Take end-of-life plastics that would otherwise be destined for landfill and convert it into road-ready fuel.
Integrated Green Energy Solutions (IGE), formerly known as Foy Group, had plans to build factories in Canberra, the Central Coast, Taree and around the world, but the listed company was placed in liquidation in June 2021.
A liquidator's report issued this month reveals IGE's three secured creditors are chasing more than $33 million and 98 unsecured creditors are owed more than $37 million, and there is little hope of any return.
Glenn Livingstone, of WLP Restructuring, said he would like to hold public examinations into the collapse of the company, but there were no funds to do so.
He said the company had about $50,000 in the bank and he would need between $150,000 and $300,000 to conduct public examinations to investigate the collapse.
IGE's technology was promoted as having a carbon footprint 38 per cent lower than that of conventionally produced diesel.
According to IGE, its system worked by placing plastic into a chamber at 400 degrees Celsius and in the absence of oxygen it would return to its original oil state.
Despite the grand plans and mass of investors who poured millions into the much-hyped venture, the company was forced into liquidation after Sydney builder and property developer Charles McIntosh successfully sought a wind-up order after a $10 million loan to one of his companies was not repaid.

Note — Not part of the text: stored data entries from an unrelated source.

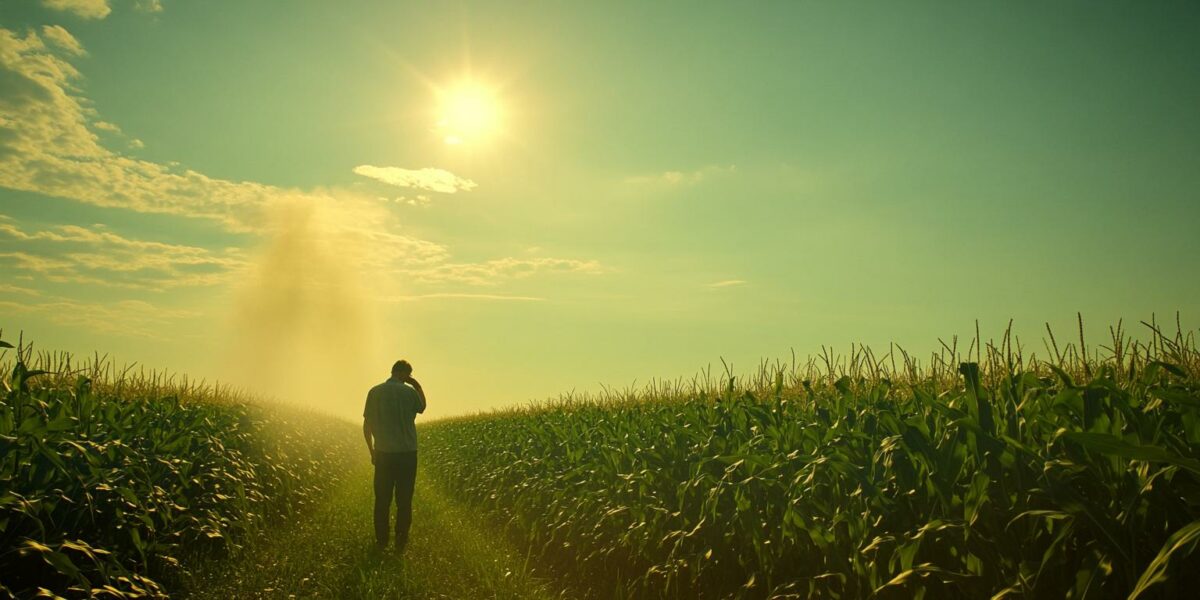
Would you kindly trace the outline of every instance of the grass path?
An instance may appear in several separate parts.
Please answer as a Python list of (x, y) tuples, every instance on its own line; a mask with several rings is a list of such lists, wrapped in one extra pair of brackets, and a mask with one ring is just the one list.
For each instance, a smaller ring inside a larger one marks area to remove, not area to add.
[[(365, 454), (365, 452), (364, 452)], [(364, 460), (325, 505), (197, 569), (181, 597), (553, 598), (504, 536), (440, 494), (418, 470), (407, 551), (373, 548), (372, 467)], [(393, 508), (393, 510), (395, 510)]]

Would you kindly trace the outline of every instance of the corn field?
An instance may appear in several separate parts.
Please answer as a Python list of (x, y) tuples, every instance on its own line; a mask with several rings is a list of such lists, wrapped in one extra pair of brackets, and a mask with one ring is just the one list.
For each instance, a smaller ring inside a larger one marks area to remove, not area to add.
[(229, 389), (0, 345), (0, 598), (166, 596), (316, 502), (353, 441)]
[(436, 422), (422, 469), (580, 595), (1190, 597), (1195, 340), (1082, 330)]

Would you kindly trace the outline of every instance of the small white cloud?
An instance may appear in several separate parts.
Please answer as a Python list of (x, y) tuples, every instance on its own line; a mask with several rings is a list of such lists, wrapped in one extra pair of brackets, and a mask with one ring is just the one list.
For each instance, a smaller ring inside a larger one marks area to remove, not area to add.
[(71, 35), (70, 31), (67, 31), (60, 25), (43, 26), (42, 37), (67, 54), (72, 56), (87, 55), (87, 50), (83, 49), (83, 44), (80, 44), (79, 40), (75, 39), (75, 36)]
[(108, 0), (42, 0), (42, 6), (69, 12), (81, 19), (103, 19), (112, 12)]
[(746, 280), (745, 279), (725, 279), (722, 281), (714, 281), (712, 283), (705, 284), (704, 287), (718, 289), (718, 288), (735, 287), (735, 286), (739, 286), (739, 285), (746, 285)]
[(162, 0), (134, 0), (133, 7), (148, 13), (160, 13), (163, 11)]
[(396, 196), (392, 198), (392, 202), (405, 206), (429, 206), (433, 199), (426, 194), (417, 194), (416, 196)]
[(475, 189), (476, 184), (470, 179), (459, 177), (444, 169), (426, 167), (424, 169), (401, 169), (400, 167), (376, 167), (359, 165), (354, 167), (354, 173), (370, 177), (388, 185), (414, 188), (427, 192), (453, 194)]
[(95, 123), (92, 123), (92, 127), (95, 127), (96, 129), (99, 129), (100, 131), (110, 131), (112, 133), (121, 133), (120, 127), (118, 127), (114, 123), (109, 123), (108, 121), (96, 121)]
[(630, 185), (658, 185), (677, 187), (696, 185), (701, 181), (721, 175), (730, 175), (737, 171), (735, 165), (709, 165), (694, 171), (664, 171), (651, 175), (634, 175), (626, 177), (625, 183)]
[(418, 206), (422, 208), (433, 203), (433, 198), (429, 197), (427, 194), (417, 194), (416, 196), (396, 196), (395, 198), (376, 196), (375, 199), (383, 203), (400, 204), (403, 206)]
[(143, 142), (137, 138), (133, 138), (129, 140), (129, 147), (133, 148), (134, 150), (141, 150), (142, 148), (146, 147), (146, 142)]

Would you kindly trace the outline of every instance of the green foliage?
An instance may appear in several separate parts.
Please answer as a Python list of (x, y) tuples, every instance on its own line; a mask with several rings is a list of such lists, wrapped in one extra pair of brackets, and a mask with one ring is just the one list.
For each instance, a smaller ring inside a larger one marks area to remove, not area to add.
[(317, 430), (305, 415), (228, 389), (14, 354), (0, 362), (0, 597), (164, 596), (190, 557), (236, 552), (312, 503), (350, 441), (302, 438)]
[(1185, 597), (1200, 355), (1153, 331), (1103, 356), (1051, 339), (1050, 361), (1007, 335), (925, 366), (856, 349), (441, 421), (422, 468), (609, 596)]

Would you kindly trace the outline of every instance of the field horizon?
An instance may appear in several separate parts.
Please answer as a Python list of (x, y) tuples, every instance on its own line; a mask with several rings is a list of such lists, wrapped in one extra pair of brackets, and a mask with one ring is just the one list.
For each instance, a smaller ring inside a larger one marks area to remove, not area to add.
[[(1113, 347), (1113, 344), (1116, 343), (1114, 336), (1116, 336), (1118, 333), (1121, 336), (1122, 343), (1144, 345), (1147, 341), (1153, 340), (1157, 335), (1161, 334), (1164, 329), (1167, 331), (1174, 330), (1175, 332), (1181, 334), (1191, 334), (1196, 330), (1200, 330), (1200, 328), (1184, 326), (1183, 314), (1179, 311), (1174, 312), (1165, 322), (1159, 322), (1159, 317), (1157, 314), (1150, 314), (1145, 319), (1135, 317), (1130, 319), (1130, 322), (1134, 324), (1130, 325), (1125, 319), (1122, 318), (1118, 319), (1115, 324), (1096, 327), (1092, 324), (1092, 321), (1087, 319), (1082, 313), (1076, 313), (1070, 328), (1060, 328), (1056, 331), (1051, 327), (1050, 322), (1042, 322), (1042, 324), (1039, 326), (1039, 337), (1032, 346), (1027, 342), (1023, 343), (1019, 335), (1013, 334), (1013, 319), (1008, 319), (1006, 321), (1007, 325), (1003, 329), (993, 328), (990, 331), (987, 329), (981, 330), (980, 323), (978, 320), (976, 320), (975, 330), (971, 335), (952, 335), (945, 338), (937, 337), (935, 338), (935, 342), (927, 344), (929, 349), (925, 353), (910, 352), (905, 347), (895, 343), (889, 343), (886, 352), (881, 351), (882, 346), (873, 347), (868, 344), (860, 344), (856, 342), (848, 343), (845, 346), (846, 350), (844, 351), (838, 351), (834, 346), (820, 344), (818, 352), (813, 352), (804, 357), (798, 354), (794, 348), (791, 349), (790, 353), (787, 355), (763, 355), (756, 362), (751, 363), (754, 366), (750, 367), (749, 369), (738, 369), (733, 362), (727, 362), (724, 357), (718, 356), (715, 363), (710, 361), (703, 367), (694, 367), (691, 371), (684, 371), (683, 374), (676, 373), (674, 375), (663, 375), (660, 373), (658, 376), (649, 377), (646, 381), (640, 384), (637, 377), (626, 378), (629, 383), (617, 383), (617, 379), (614, 377), (607, 382), (594, 382), (590, 384), (590, 389), (588, 389), (588, 386), (571, 386), (569, 389), (564, 388), (557, 391), (551, 390), (541, 396), (530, 396), (517, 400), (509, 405), (441, 415), (436, 416), (433, 419), (429, 419), (427, 417), (426, 422), (434, 419), (454, 419), (477, 414), (504, 412), (510, 409), (519, 410), (539, 403), (554, 403), (555, 401), (562, 400), (564, 398), (602, 399), (612, 397), (614, 395), (620, 395), (622, 393), (631, 394), (635, 391), (641, 391), (643, 388), (646, 390), (653, 390), (658, 386), (664, 385), (679, 388), (679, 386), (685, 383), (693, 387), (699, 386), (701, 383), (703, 383), (703, 386), (711, 388), (713, 382), (715, 381), (714, 378), (720, 378), (722, 381), (728, 381), (730, 377), (739, 380), (752, 377), (761, 378), (764, 372), (778, 370), (782, 366), (786, 366), (791, 370), (795, 370), (797, 367), (804, 367), (811, 370), (812, 365), (818, 361), (825, 362), (826, 368), (828, 368), (829, 365), (832, 364), (831, 361), (842, 360), (844, 357), (854, 357), (860, 353), (869, 355), (872, 359), (877, 359), (881, 362), (889, 362), (889, 365), (887, 366), (893, 371), (896, 369), (896, 365), (894, 364), (895, 361), (899, 361), (900, 364), (911, 365), (912, 367), (918, 369), (923, 368), (924, 366), (935, 364), (943, 367), (946, 365), (957, 365), (958, 363), (963, 362), (963, 360), (970, 358), (972, 354), (977, 353), (980, 348), (987, 348), (989, 346), (999, 347), (1002, 344), (1010, 344), (1014, 349), (1017, 349), (1017, 351), (1021, 352), (1022, 354), (1025, 354), (1025, 351), (1028, 350), (1028, 354), (1026, 355), (1027, 360), (1042, 360), (1045, 362), (1044, 357), (1051, 357), (1054, 358), (1056, 362), (1062, 362), (1064, 359), (1076, 358), (1079, 352), (1078, 348), (1081, 346), (1081, 344), (1086, 346), (1088, 348), (1088, 352), (1091, 352), (1092, 354), (1101, 352), (1106, 348)], [(1086, 334), (1084, 330), (1085, 327), (1087, 328)], [(1133, 329), (1132, 333), (1130, 331), (1131, 327)], [(1026, 329), (1029, 330), (1028, 327), (1026, 327)], [(1037, 329), (1034, 329), (1033, 331), (1037, 331)], [(3, 333), (4, 331), (0, 329), (0, 335), (3, 335)], [(1137, 335), (1138, 333), (1141, 335)], [(18, 331), (16, 338), (18, 342), (24, 338), (25, 332)], [(1059, 340), (1061, 340), (1062, 347), (1057, 347)], [(1088, 340), (1091, 341), (1089, 342)], [(960, 343), (966, 344), (966, 347), (961, 347)], [(30, 346), (32, 347), (32, 343)], [(61, 350), (52, 353), (71, 354), (67, 351)], [(1056, 353), (1058, 356), (1056, 356)], [(396, 358), (402, 357), (402, 353), (396, 356)], [(1039, 359), (1039, 357), (1043, 358)], [(976, 355), (976, 359), (978, 359), (978, 355)], [(149, 373), (154, 377), (179, 377), (184, 380), (189, 379), (186, 372), (176, 372), (171, 369), (159, 369), (155, 368), (153, 365), (146, 365), (136, 361), (122, 362), (120, 357), (110, 356), (108, 354), (104, 354), (103, 356), (96, 354), (89, 360), (93, 362), (97, 360), (102, 361), (105, 365), (105, 370), (108, 371), (135, 370), (140, 372), (142, 375), (145, 375), (147, 369), (149, 369)], [(264, 393), (261, 390), (254, 390), (253, 387), (239, 386), (234, 383), (222, 382), (220, 379), (213, 379), (211, 382), (207, 378), (191, 379), (196, 385), (211, 385), (216, 388), (224, 388), (228, 389), (230, 393), (254, 396), (260, 401), (291, 404), (295, 408), (302, 410), (312, 410), (313, 412), (319, 414), (325, 414), (332, 417), (338, 417), (349, 422), (359, 423), (362, 419), (361, 400), (363, 397), (365, 397), (366, 390), (370, 387), (370, 385), (374, 385), (375, 383), (386, 379), (386, 369), (390, 365), (390, 360), (381, 365), (377, 365), (374, 370), (379, 373), (379, 376), (375, 379), (366, 380), (366, 383), (361, 386), (361, 390), (347, 390), (345, 396), (348, 398), (347, 404), (350, 404), (350, 406), (345, 408), (331, 408), (328, 405), (322, 404), (312, 405), (296, 403), (288, 398), (272, 397), (271, 394)], [(714, 375), (713, 369), (717, 367), (719, 367), (719, 369)], [(703, 382), (701, 382), (702, 377), (704, 380)], [(455, 405), (456, 401), (455, 399), (451, 398), (445, 403)]]

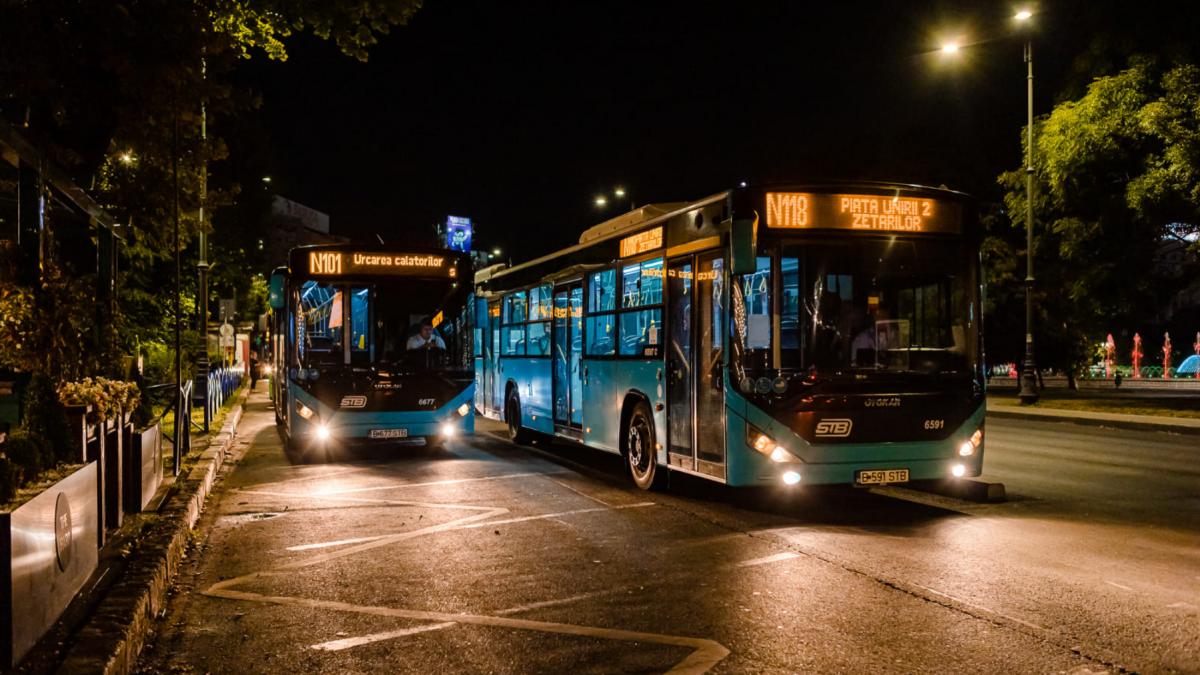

An ACT government health panel set up to investigate IGE's planned factory at Hume, killed off the plan in April 2018, warning it posed too many risks.
Describing the factory as a mix of "chemical processing facility, mini crude oil refinery and fuel storage facility", the panel said converting plastic to fuel was "a promising objective" but far from a proven technology.
The company's bid to build a similar facility on the Central Coast was rejected by the NSW EPA in 2017 due to the lack of data from any existing facilities, as the scheme's technology was new.
IGE had asserted there would be no harmful contaminants in the plastics that went into its Canberra plant, and so none in the emissions, but didn't provide enough evidence to support the claim.
Contaminants in plastics could flow through to fuel quality and emissions, the ACT expert panel found, describing the danger as "garbage in garbage out".